Views: 174 Author: Site Editor Publish Time: 2020-12-23 Origin: Site
Scales are used in all aspects of our lives, such as digital gram scales and food weighing machine. How did it develop? Let us take a look today.
Unlike the current digital kitchen weighing scales and marble kitchen scales, the balance scale of the past is so simple that its use may predate the evidence. What allowed archaeologists to connect artifacts to scales was the stones used to determine absolute mass. The balance itself can be used very early to determine relative mass.
The earliest evidence of the existence of scales can be traced back to c. 2400–1800 BC in the Indus Valley. Before that, due to the insufficient scale, no banking business was conducted. The uniform, polished stones found in the early settlements may have been used as sizing stones for scales. Although the cubes are not marked, their masses are multiples of the common denominator. The cube is made of many different density stones. Obviously, their quality rather than size or other characteristics is a factor in sculpting these cubes.
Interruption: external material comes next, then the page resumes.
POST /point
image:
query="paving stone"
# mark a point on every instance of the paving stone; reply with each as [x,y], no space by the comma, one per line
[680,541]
In Egypt, the history of scales can be traced back to around 1878 BC, but its use range may be earlier. Inscribed gem-engraved stones, engraved with quality marks and Egyptian hieroglyphic gold symbols, have been found, indicating that Egyptian merchants have been using established quality measurement systems to classify gold shipments or gold mine production. Although no actual scales of that era have survived, many sets of weighing stones and murals depicting the use of scales show widespread use. In China, the earliest scales to be excavated from the Chu Tomb of the Warring States Period in China can be traced back to the American period from the 3rd to the 4th century BC. It is located in Zuojiajiao Mountain near Changsha, Hunan. The balance is made of wood and used bronze blocks.
Changes in balance scales, including cheap and inaccurate bismar (unequal arms scales) and other equipment, began to see common usage by c. 400 BC by many small merchants and their customers. Many small merchants and their customers have appeared throughout the history of records. Great inventors such as Leonardo da Vinci personally promoted the development of varieties with advantages and improved scales, such as kitchen scales with clock and rose-gold kitchen scales.
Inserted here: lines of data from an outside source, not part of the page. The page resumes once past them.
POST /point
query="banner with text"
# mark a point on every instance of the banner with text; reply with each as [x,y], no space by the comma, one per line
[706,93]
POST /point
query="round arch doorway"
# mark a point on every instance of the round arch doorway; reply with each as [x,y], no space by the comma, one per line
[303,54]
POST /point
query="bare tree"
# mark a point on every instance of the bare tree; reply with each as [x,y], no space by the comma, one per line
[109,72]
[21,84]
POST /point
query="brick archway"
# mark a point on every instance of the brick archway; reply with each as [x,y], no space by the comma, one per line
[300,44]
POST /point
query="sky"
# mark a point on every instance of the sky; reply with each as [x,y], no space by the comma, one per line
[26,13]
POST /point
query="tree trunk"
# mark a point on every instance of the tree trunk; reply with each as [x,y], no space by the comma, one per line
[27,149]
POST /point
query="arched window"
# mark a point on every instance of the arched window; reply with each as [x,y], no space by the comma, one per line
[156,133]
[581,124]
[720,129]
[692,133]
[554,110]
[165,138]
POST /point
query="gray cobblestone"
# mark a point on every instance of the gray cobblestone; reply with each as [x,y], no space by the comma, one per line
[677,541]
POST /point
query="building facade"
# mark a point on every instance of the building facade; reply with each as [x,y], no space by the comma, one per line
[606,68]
Even with all the advances in the design and development of scales, all scales from AD to the 17th century were variations of balances, such as electronic kitchen scales and digital weighing scales for baking. Throughout this period, it is important to standardize the weights used by the government and ensure that traders use the correct weights.
An exquisite weighing pan or balance with a boxed standard weight, such as digital weighing scales for baking or waterproof kitchen scales, composed of the original form of the balance, with the center of the beam as the fulcrum. For the highest accuracy, the fulcrum will consist of a sharp V-shaped pivot in a shallow V-shaped bearing. In order to determine the mass of an object, a combination of reference masses is suspended at one end of the beam, and an object of unknown mass is suspended at the other end (see Balance and Weighing Scale). For high-precision work, such as empirical chemistry, central beam balancing is still one of the most accurate techniques available and is often used to calibrate test quality.